Life on the Frontier


When I refer to myself as living on the frontier, I don’t think I’m being dramatic.Frontier quite literally means on the border, or the furthest extent of civilization. While if you continue up north you’ll come back into civilization Canadian style, I am definitely on the border of the U.S. Although, that’s not the definition I’m talking about.

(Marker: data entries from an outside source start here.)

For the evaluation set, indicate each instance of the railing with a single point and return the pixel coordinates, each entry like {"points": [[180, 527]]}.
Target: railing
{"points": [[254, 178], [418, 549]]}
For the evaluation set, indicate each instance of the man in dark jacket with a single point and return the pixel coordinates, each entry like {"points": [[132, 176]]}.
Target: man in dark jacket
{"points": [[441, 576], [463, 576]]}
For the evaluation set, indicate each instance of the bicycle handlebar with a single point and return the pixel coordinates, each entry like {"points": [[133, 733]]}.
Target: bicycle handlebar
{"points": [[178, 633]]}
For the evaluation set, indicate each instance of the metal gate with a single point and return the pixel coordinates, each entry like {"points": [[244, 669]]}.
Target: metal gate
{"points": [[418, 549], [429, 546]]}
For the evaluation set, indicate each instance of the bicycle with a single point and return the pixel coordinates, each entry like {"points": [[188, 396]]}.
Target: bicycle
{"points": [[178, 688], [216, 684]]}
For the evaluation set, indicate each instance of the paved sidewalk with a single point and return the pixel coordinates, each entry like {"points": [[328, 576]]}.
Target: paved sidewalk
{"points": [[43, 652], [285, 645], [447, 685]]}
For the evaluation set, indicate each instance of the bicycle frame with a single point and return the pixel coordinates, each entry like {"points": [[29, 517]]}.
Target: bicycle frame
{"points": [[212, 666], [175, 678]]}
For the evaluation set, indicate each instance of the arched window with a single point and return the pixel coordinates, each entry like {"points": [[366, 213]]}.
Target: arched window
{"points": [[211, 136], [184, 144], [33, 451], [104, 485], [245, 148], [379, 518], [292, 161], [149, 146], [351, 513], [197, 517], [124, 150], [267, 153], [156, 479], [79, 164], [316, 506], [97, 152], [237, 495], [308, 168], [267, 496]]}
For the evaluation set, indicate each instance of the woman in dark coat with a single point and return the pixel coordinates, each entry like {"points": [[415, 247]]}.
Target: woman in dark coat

I’m talking about limited resources and lack of amenities. Rough people and rough climate. Hopefully you’ve read my other posts that talk about the charm and humanity that comes from those two things. People come together, we need each other more, and the adventure of it is pretty fun. I want that perspective to be the assumption of my overriding feeling as I go on to describe some of the hardships. I’m asked most often about the circumstances I function in and I want to talk about it without feeling like I’m complaining.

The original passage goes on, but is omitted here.